An asteroid, about 10 km wide, is thought to have plunged into our planet 65 million years ago, triggering a global disaster and obliterating dinosaurs.
However, there is no danger of the newly-discovered asteroid hitting the Earth, designated 2010 AB78, after discovery by WISE in the second week of January.
"This is just the beginning," said Ned Wright, the mission's principal investigator from University of California Los Angeles (UCLA). "We've got a fire hose of data pouring down from space."
The mission's sophisticated software picked out the moving object against a background of stationary stars. As WISE circled the Earth, scanning the sky above, it observed the asteroid several times during a period of 36 hours before it moved away.

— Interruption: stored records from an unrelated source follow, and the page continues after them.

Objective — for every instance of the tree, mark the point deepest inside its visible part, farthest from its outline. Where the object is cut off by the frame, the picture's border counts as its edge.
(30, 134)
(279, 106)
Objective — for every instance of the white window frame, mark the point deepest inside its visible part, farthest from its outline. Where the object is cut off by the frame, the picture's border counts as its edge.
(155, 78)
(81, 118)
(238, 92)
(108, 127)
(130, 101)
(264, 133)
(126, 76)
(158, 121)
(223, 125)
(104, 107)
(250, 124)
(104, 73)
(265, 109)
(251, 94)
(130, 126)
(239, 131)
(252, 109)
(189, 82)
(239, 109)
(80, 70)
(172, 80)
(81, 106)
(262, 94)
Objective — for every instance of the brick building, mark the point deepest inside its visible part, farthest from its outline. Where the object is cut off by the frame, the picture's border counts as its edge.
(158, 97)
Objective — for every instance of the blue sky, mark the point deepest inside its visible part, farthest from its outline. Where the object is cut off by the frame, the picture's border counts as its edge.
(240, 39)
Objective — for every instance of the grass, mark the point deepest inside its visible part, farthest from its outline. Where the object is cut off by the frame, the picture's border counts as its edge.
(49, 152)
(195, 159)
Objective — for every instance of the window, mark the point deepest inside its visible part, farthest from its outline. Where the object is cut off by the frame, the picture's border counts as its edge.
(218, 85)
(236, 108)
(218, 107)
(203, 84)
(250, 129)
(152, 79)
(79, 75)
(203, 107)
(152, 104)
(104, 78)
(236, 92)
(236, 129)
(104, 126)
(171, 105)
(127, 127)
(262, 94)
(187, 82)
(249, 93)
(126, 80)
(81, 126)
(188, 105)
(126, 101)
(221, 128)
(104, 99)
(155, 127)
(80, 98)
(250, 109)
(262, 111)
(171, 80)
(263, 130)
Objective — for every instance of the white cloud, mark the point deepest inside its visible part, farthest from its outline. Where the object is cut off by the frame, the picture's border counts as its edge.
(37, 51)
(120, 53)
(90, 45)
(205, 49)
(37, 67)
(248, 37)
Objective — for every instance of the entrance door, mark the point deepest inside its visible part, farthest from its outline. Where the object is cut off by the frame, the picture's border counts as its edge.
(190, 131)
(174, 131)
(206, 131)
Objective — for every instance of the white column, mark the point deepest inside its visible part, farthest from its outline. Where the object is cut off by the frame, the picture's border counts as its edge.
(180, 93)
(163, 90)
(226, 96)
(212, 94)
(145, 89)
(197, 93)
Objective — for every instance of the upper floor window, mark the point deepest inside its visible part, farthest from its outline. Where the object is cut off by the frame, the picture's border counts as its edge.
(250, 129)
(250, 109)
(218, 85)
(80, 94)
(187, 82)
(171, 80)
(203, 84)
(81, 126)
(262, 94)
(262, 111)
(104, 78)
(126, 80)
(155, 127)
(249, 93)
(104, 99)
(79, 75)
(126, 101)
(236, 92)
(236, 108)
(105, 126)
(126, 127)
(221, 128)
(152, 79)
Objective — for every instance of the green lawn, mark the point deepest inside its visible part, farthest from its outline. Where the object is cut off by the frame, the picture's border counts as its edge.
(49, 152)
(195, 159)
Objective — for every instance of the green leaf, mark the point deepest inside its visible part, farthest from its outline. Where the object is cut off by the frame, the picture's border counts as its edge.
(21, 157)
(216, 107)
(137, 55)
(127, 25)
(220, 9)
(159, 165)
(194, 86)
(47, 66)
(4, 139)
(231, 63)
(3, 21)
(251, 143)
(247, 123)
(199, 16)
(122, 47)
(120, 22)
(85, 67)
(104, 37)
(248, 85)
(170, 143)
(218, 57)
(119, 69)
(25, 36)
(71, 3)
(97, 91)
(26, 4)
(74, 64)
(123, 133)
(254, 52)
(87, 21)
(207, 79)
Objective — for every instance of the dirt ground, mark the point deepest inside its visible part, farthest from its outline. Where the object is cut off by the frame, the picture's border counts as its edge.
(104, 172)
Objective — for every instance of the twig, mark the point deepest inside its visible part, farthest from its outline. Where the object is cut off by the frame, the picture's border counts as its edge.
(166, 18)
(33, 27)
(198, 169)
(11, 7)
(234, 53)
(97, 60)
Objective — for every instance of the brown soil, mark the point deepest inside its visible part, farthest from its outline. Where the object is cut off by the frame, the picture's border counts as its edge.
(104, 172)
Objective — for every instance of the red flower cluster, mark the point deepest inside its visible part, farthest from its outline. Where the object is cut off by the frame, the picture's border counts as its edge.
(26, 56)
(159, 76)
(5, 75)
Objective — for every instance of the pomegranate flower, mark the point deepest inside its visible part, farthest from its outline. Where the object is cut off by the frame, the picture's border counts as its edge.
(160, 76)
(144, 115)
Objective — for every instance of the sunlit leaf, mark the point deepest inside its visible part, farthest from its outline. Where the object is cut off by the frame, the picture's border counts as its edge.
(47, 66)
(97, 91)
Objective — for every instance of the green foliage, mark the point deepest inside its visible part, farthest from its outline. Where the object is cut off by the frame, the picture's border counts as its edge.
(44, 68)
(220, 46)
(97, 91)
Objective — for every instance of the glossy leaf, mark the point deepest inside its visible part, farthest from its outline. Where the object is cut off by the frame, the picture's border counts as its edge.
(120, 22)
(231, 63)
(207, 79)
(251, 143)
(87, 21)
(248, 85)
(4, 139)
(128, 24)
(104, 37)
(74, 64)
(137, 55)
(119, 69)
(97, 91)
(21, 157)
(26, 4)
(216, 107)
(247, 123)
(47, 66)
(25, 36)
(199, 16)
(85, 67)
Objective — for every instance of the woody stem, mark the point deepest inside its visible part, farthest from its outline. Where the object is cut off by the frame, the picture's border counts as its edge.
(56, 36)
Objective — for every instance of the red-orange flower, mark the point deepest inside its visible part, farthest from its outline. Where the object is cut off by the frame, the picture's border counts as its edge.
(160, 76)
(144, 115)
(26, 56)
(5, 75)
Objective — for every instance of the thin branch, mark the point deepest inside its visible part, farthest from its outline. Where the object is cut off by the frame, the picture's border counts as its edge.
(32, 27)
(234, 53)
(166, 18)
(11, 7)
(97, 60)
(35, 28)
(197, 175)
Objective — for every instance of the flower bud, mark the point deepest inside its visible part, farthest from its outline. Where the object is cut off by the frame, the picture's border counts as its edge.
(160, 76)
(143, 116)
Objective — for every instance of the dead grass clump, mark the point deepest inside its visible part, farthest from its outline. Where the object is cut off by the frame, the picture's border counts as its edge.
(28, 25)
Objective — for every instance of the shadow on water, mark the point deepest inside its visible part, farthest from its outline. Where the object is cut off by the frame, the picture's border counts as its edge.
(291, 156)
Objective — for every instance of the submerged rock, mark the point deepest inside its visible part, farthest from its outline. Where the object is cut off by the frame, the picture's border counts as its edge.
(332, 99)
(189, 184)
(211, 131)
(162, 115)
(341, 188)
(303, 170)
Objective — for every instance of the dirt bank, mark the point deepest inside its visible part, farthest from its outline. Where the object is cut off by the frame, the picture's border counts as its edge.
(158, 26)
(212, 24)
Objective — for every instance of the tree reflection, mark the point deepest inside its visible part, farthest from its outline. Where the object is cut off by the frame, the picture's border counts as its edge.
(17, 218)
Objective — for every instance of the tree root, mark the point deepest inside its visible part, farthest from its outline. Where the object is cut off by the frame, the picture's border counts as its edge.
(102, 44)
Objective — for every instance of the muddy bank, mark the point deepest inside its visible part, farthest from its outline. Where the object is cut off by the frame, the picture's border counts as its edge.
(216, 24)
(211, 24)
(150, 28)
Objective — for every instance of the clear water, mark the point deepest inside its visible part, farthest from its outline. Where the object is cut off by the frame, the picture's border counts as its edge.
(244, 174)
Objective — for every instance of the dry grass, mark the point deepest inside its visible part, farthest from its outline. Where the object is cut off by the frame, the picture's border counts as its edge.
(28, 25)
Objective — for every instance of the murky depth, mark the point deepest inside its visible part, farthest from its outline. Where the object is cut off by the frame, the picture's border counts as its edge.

Researchers then used the University of Hawaii's 2.2-metre visible-light telescope near the summit of Mauna Kea to follow up and confirm the discovery.
The asteroid is currently about 158 million km from the Earth. It is estimated to be roughly one km across and circles the sun in an elliptical orbit tilted to the plane of our solar system.
The object comes as close to the sun as Earth, but because of its tilted orbit, it will not pass very close to the Earth for many centuries. Additional asteroid and comet detections will continue to come from WISE, said a NASA release.
The observations will be automatically sent to the clearinghouse for solar system bodies, the Minor Planet Center in Cambridge, Massachusetts, for comparison against the known catalogue of solar system objects.